Durante el vuelo cabeceó, de vez en cuando abría los ojos impelido por la costumbre de echar cuentas de manera compulsiva; así aprendió de su abuelo materno y sus tíos.

En ese duermevela, los nombres de sus ex empleados aparecían y junto a ellos sus rostros, sus voces, costumbres y aficiones. Leopoldo, por ejemplo, jamás perdonó un día sin el debate en la radio —siempre a la misma hora y en el mismo dial— sobre los partidos semanales mientras se peleaba con los patrones de costura. Mascullaba tan alto a veces, que parecía estar encarándose con alguno de sus compañeros. Gracia era toda una especialista a la hora de insistir sobre bocetos de paños basados en ideas propias y con un punto de modernidad.
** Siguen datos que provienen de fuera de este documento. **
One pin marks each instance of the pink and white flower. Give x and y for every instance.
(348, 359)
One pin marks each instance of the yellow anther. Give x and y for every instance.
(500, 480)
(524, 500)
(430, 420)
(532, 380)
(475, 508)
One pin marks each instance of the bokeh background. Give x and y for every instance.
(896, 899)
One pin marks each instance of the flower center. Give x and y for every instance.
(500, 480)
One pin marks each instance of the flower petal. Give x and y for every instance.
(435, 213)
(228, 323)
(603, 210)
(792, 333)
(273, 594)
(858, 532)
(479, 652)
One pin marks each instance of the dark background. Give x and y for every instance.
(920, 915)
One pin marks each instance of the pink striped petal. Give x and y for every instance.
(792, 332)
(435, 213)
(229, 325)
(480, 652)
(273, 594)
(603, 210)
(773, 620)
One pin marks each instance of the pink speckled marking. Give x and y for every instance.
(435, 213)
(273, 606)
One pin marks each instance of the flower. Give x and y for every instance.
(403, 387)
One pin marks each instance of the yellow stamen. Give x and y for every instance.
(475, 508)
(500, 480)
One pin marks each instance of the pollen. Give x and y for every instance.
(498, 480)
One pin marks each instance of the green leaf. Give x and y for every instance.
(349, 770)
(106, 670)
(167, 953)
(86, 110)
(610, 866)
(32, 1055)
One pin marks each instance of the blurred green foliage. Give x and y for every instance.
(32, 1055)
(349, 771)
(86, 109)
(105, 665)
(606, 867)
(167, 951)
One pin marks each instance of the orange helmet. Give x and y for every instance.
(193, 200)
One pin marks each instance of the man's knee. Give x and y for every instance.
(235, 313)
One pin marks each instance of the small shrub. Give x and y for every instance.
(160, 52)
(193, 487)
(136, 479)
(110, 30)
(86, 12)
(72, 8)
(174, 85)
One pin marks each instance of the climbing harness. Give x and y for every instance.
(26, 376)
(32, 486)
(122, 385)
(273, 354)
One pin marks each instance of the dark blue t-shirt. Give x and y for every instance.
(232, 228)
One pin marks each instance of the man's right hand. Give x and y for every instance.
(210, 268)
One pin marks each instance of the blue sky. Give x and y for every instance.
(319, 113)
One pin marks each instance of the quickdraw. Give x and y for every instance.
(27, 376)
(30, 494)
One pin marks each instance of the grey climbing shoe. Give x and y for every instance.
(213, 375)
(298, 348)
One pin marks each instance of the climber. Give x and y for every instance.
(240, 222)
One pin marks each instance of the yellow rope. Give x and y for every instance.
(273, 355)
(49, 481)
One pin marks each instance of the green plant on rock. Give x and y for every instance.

Llevaba de cabeza a Leopoldo, a quien llamaba Leopardo para enfadarlo aún más. Normalmente acababan discutiendo prácticamente por cualquier motivo y a menudo dejaban de hablarse durante parte del día. Y luego estaba Jaime. Siempre tan ensimismado en las cuentas y en los «manga» de los noventa que apenas salía de la mesa de trabajo, ni siquiera para comer con sus compañeros. Cómo echaba de menos a esos tres ahora.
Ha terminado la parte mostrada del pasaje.